Caroline B. Cooney's newest young adult novel, Three Black Swans, fits right in. This is territory that Cooney has successfully covered before, notably in her novel The Face on the Milk Carton, in which young Janie sees a younger "missing" photo of herself on the side of a milk carton in the school lunchroom, setting off a search for the truth. I lost myself for a day or two in that story almost 20 years ago, and so I picked up Three Black Swans at the library last week.

If you think about it, orphans or adopted kids figure heavily in literary history--think Oliver Twist, Jane Eyre, Anne of Green Gables, or Harry Potter. And for Christians, the idea that we don't really belong here, that we are strangers, aliens, not of this world, is a comfort. We don't feel comfortable, things aren't right, and that's okay, because we really belong to someone else, in another relationship.
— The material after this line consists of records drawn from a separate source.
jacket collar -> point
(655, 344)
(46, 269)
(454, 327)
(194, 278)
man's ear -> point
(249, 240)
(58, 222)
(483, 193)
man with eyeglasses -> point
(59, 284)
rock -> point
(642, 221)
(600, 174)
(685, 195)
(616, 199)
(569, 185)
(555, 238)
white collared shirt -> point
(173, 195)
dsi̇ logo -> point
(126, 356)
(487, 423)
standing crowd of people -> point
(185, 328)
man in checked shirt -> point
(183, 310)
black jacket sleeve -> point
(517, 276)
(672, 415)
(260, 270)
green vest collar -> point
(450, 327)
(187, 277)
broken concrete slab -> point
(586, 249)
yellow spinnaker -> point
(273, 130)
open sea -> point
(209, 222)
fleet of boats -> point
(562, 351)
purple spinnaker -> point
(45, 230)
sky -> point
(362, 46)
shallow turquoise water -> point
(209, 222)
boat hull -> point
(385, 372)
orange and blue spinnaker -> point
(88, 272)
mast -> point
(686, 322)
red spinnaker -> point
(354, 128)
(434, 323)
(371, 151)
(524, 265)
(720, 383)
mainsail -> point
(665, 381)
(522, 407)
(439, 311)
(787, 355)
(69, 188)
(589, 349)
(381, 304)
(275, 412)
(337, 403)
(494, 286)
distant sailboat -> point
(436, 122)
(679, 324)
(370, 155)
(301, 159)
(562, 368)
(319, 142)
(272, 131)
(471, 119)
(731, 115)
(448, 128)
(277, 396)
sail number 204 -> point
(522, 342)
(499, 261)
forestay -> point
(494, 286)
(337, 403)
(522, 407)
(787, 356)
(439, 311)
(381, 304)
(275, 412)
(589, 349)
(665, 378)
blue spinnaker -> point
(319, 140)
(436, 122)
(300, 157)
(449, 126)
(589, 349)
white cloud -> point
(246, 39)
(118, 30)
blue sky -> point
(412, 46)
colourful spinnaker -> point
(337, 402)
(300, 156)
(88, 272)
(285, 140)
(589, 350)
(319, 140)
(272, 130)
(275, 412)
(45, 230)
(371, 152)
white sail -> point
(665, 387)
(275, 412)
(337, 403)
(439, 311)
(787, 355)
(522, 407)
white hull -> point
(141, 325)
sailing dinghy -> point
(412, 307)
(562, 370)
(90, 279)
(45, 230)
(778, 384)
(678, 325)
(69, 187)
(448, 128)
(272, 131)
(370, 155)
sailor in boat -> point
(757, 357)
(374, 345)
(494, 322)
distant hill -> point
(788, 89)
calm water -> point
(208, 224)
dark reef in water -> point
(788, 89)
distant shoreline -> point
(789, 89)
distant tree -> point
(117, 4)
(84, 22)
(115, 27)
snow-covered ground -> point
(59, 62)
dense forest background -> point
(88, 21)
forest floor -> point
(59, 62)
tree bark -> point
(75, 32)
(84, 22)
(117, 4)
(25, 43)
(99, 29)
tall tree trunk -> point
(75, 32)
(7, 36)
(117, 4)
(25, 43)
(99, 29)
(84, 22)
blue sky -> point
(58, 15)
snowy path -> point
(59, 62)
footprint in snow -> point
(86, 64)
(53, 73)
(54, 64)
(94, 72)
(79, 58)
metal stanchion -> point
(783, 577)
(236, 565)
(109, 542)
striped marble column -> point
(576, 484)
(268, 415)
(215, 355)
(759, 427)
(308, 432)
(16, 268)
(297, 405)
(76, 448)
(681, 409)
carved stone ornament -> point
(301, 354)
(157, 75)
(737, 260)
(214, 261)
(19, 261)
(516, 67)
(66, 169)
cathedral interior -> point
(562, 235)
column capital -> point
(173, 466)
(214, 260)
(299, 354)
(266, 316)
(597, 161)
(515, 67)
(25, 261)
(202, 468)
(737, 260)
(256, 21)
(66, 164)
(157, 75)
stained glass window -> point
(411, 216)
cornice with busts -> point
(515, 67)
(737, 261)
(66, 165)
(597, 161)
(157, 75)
In Three Black Swans, two cousins attempt a hoax, pretending to be long-lost identical twins. It turns out that they are on to something, and when the video ends up on YouTube, it opens up a whole world of possibilities that they had not anticipated.

While this is not Newbery-award-winning material, it is an interesting plot and a well-rounded exploration of the motivations of all of the characters involved. No one is innocent, but there are ways to feel sympathy toward every character. One of the clunkier aspects: while the author intends to show an awareness of the use of technology (texting, internet, etc) and the generation gap in that area between parents and children, sometimes it feels too self-conscious.

As a young teen, the thought that someone out there who looks like me, thinks like me, and was still considered beautiful and talented would have been a pretty good fantasy! This book feeds that fantasy, but it goes a step beyond it to meditate a bit on love and forgiveness. It may not be great literature, but it is worthwhile entertainment for its target audience.